Q: What happens to a running FDB transaction if the Proxy crashes?

The client’s Transact loop handles this. The proxy failure will manifest as a network error on the commit request. The FDB client library translates this to a retriable error, and Transact calls the function again with a new transaction and a new proxy (the client discovers the new proxy from the Coordinator). The retry is transparent to application code.

Q: Why does FDB limit transaction size to 10 MB?

FDB’s conflict resolution requires the Resolver to hold recent write history in memory. Large transactions would require holding large amounts of data in the Resolver’s conflict window. Additionally, the Transaction Log must write the entire transaction atomically before acknowledging. Large transactions create tail latency. The 10 MB limit keeps both of these bounded. For bulk loading, the correct approach is to batch writes in 1–5 MB transactions.

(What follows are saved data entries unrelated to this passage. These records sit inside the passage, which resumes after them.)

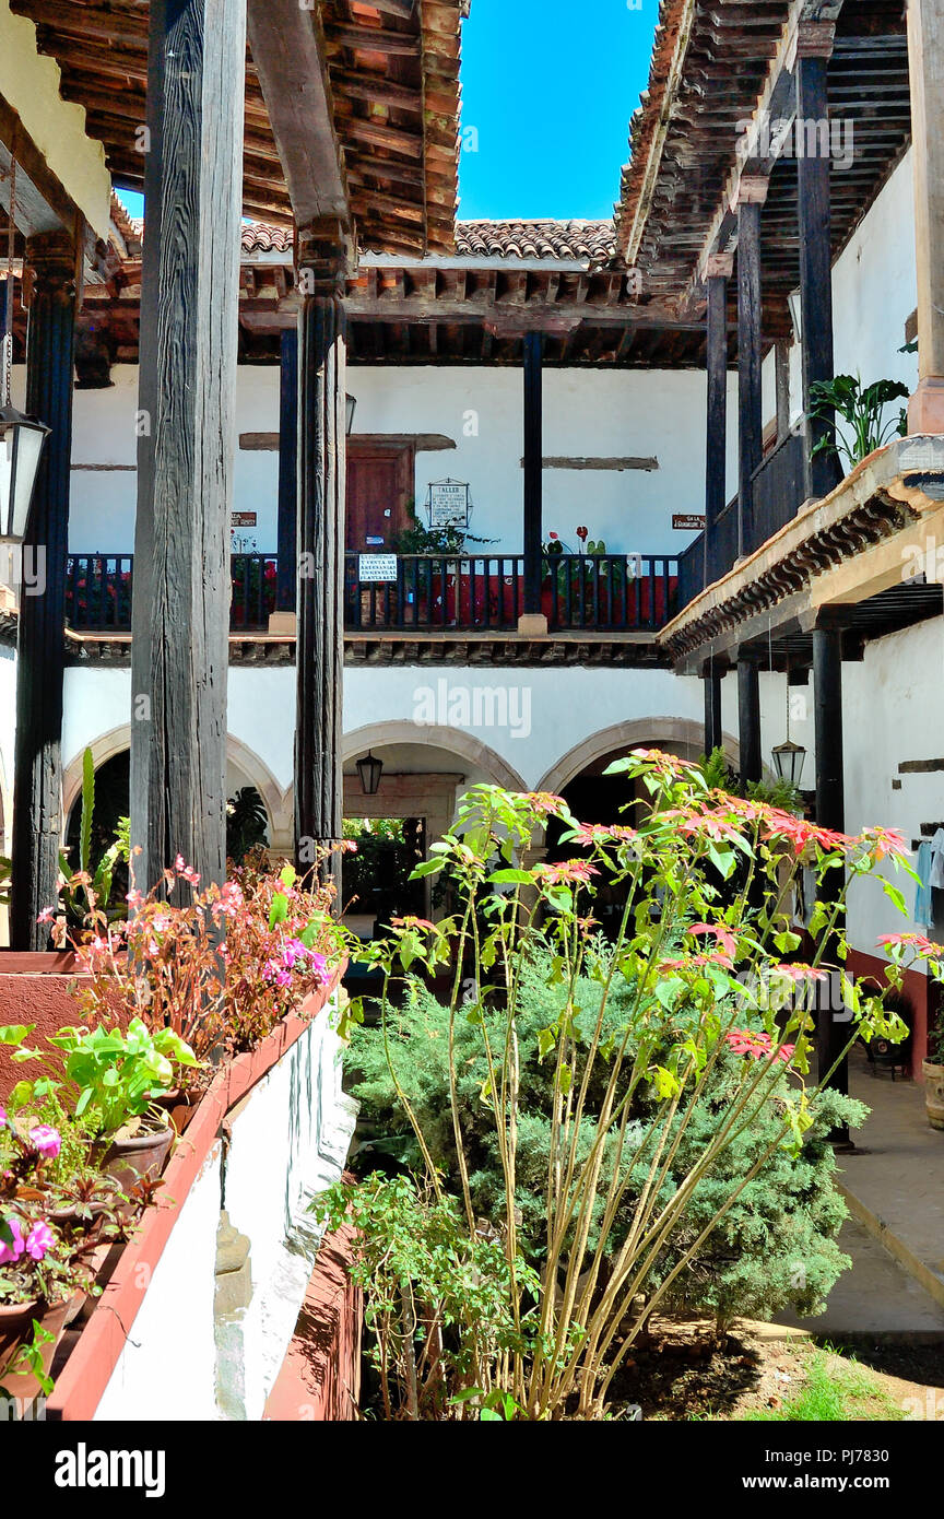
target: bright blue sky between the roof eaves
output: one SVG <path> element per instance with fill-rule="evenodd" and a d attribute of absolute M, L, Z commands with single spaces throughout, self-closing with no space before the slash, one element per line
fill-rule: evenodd
<path fill-rule="evenodd" d="M 659 0 L 472 0 L 458 214 L 609 217 Z M 121 193 L 132 216 L 141 197 Z"/>

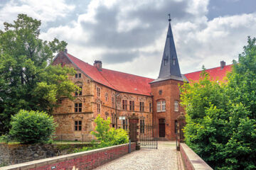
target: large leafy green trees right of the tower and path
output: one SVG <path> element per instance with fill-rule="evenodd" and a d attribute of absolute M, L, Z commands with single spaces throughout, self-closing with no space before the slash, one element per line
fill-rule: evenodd
<path fill-rule="evenodd" d="M 228 83 L 203 72 L 182 88 L 186 143 L 214 169 L 256 169 L 255 42 L 248 38 Z"/>

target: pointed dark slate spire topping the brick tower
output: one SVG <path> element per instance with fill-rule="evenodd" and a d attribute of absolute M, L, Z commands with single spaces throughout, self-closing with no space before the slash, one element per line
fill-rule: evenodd
<path fill-rule="evenodd" d="M 176 48 L 174 44 L 174 35 L 171 30 L 171 14 L 169 16 L 169 27 L 166 36 L 166 43 L 164 46 L 164 54 L 161 60 L 161 68 L 158 79 L 155 81 L 162 81 L 165 79 L 176 79 L 183 81 L 181 70 L 178 65 L 178 57 L 176 54 Z"/>

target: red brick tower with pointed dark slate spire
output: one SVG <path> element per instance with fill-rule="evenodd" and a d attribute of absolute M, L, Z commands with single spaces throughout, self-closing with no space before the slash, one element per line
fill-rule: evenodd
<path fill-rule="evenodd" d="M 179 68 L 169 15 L 169 27 L 159 77 L 150 83 L 151 94 L 153 95 L 154 137 L 163 140 L 176 139 L 177 118 L 183 112 L 183 108 L 179 104 L 178 85 L 183 84 L 184 80 L 186 77 L 181 74 Z"/>

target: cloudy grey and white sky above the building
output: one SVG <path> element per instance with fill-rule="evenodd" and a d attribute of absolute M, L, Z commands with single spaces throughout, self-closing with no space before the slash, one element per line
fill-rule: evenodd
<path fill-rule="evenodd" d="M 238 60 L 256 37 L 255 0 L 0 0 L 0 29 L 18 13 L 41 20 L 43 40 L 65 40 L 68 53 L 119 72 L 156 79 L 168 14 L 181 73 Z"/>

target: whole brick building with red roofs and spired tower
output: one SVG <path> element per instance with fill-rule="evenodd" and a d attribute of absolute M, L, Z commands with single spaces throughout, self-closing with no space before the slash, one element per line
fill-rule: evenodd
<path fill-rule="evenodd" d="M 81 89 L 73 94 L 74 101 L 60 98 L 60 106 L 53 112 L 58 123 L 56 135 L 65 140 L 92 140 L 90 132 L 95 128 L 98 114 L 111 118 L 112 127 L 126 130 L 129 116 L 137 115 L 140 133 L 144 133 L 145 125 L 152 125 L 154 137 L 175 140 L 177 118 L 183 112 L 178 85 L 198 80 L 201 73 L 181 74 L 170 22 L 157 79 L 104 69 L 101 61 L 92 66 L 67 50 L 59 52 L 53 64 L 73 67 L 77 74 L 70 79 Z M 230 65 L 221 62 L 221 67 L 207 72 L 213 79 L 222 80 L 230 69 Z"/>

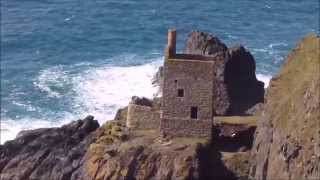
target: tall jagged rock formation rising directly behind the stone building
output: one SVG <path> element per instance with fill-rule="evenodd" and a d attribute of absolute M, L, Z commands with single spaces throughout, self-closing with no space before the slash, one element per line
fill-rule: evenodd
<path fill-rule="evenodd" d="M 222 56 L 214 61 L 214 111 L 216 115 L 252 114 L 257 103 L 264 100 L 264 83 L 255 75 L 255 60 L 243 46 L 227 48 L 217 37 L 192 31 L 184 52 L 194 55 Z M 163 68 L 154 77 L 154 84 L 163 84 Z"/>

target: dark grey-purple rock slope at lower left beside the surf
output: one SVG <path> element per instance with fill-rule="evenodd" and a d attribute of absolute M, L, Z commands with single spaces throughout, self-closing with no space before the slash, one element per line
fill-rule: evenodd
<path fill-rule="evenodd" d="M 72 179 L 99 127 L 92 116 L 19 133 L 0 146 L 0 179 Z"/>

Q: What is a “read version” in FDB?

A read version is a 64-bit integer that represents a point in time in FDB’s commit history. Every committed transaction increments the global version counter. A transaction reading at version V sees all commits with version ≤ V and no commits with version > V. Read versions are assigned by GRV Proxies and represent a consistent snapshot of the entire cluster at that version.

Q: Can two FDB transactions that don’t share any keys conflict?

No. Conflict detection in FDB is purely key-based. Two transactions with disjoint key sets can never conflict, regardless of how close together they commit. This is why carefully designed key spaces (using subspaces to isolate different logical entities) dramatically reduce conflict rates in high-throughput applications.